In result of the activating event and the beliefs, there is a behavioral, physical or a physiological consequence.
The consequence in reaction to the activating events and beliefs are as follows :
- A feeling of guilt
- A feeling of hopelessness
- A feeling of low mood
- Social avoidance
- Inner state of conflict
- Self hatred
- Low confidence
- Low self image
- Low self worth
- Inadequate sense of self
- An increased sense of insecurity
- A low purpose in life
- Conflict with family members
- Low physical activity
- Lack of pleasure in life
- Sleep issues
- Eating difficulties
- Disturbed sexual life
- Disturbed social life
- Distorted relations
- An inability to trust people
- Tendency to develop paranoia
- Low academic performance
- Decreased performance in office
- Low adaptive functioning
- Increased negative thinking
- Heightened reactivity
- Passive mode of life
- You believe that life is no more worth living and you better commit suicide
- You feel tremors
- You feel nervous
- You are helpless
- You find yourself stuck and unable to escape the situation
- You feel nervous being in an elevator
- Your mind gets numb entering a mall
The current blogspot was based on the question “what are ABC model examples?”. We discussed the various examples of ABC models that are used in therapy and that can make anyone understand the importance of the ABC model in our life.

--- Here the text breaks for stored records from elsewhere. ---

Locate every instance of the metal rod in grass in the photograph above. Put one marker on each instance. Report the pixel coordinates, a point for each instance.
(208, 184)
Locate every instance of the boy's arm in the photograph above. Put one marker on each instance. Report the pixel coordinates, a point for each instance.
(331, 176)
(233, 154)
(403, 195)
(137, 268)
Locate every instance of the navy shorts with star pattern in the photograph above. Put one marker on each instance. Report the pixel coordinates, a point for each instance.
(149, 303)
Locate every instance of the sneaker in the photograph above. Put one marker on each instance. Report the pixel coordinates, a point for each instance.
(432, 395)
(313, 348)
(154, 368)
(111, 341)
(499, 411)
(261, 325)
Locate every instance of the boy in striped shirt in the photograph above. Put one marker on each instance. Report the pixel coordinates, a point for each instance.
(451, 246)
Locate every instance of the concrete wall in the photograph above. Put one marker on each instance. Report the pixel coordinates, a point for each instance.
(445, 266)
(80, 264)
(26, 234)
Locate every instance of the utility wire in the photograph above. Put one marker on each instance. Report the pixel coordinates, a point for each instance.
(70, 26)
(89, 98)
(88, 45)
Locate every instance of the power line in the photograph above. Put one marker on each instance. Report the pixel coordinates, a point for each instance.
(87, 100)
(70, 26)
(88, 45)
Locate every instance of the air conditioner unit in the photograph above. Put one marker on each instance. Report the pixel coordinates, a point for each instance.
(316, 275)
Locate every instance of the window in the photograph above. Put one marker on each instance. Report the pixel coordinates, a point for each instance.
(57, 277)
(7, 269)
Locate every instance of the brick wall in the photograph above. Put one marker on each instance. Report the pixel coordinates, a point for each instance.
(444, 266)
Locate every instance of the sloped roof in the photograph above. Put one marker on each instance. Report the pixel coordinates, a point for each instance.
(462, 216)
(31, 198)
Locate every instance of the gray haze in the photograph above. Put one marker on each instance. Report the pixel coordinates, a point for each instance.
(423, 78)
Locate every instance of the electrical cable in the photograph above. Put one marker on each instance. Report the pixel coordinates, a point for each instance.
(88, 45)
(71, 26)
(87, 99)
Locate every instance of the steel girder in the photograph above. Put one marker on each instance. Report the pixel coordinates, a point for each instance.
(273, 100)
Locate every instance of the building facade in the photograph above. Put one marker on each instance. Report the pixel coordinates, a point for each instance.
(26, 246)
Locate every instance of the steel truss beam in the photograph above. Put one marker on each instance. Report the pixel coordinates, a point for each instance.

Frequently asked questions : ABC model examples
What is an example of an activating event?
An activating event is any situation that triggers or sparks the anxiety or stress related response in you. An example of an activating event is when a child cries on the sight of a white cotton candy or a white cotton ball or any other white furry object.
The sight of a white furry object in this case is an activating event.
What are the 3 stages of the ABC model?
The 3 stages of the ABC model are :
Activating events: a negative situation occurs
Beliefs: the explanation we create for why the situation happened
Consequences: our feelings and behaviors
What does C stand for in the ABC model?
The C in the ABC model stands for a consequence. It is related to the body’s response in terms of physical or physiological or psychological changes.
Who proposed the ABC model?
The ABC model in psychology was proposed by Allbert Ellis in Rational Emotive Behavior Therapy. She expressed anxiety and stress in Depression in terms of an activating event, a related belief and the ultimate consequence of the activating event and the belief.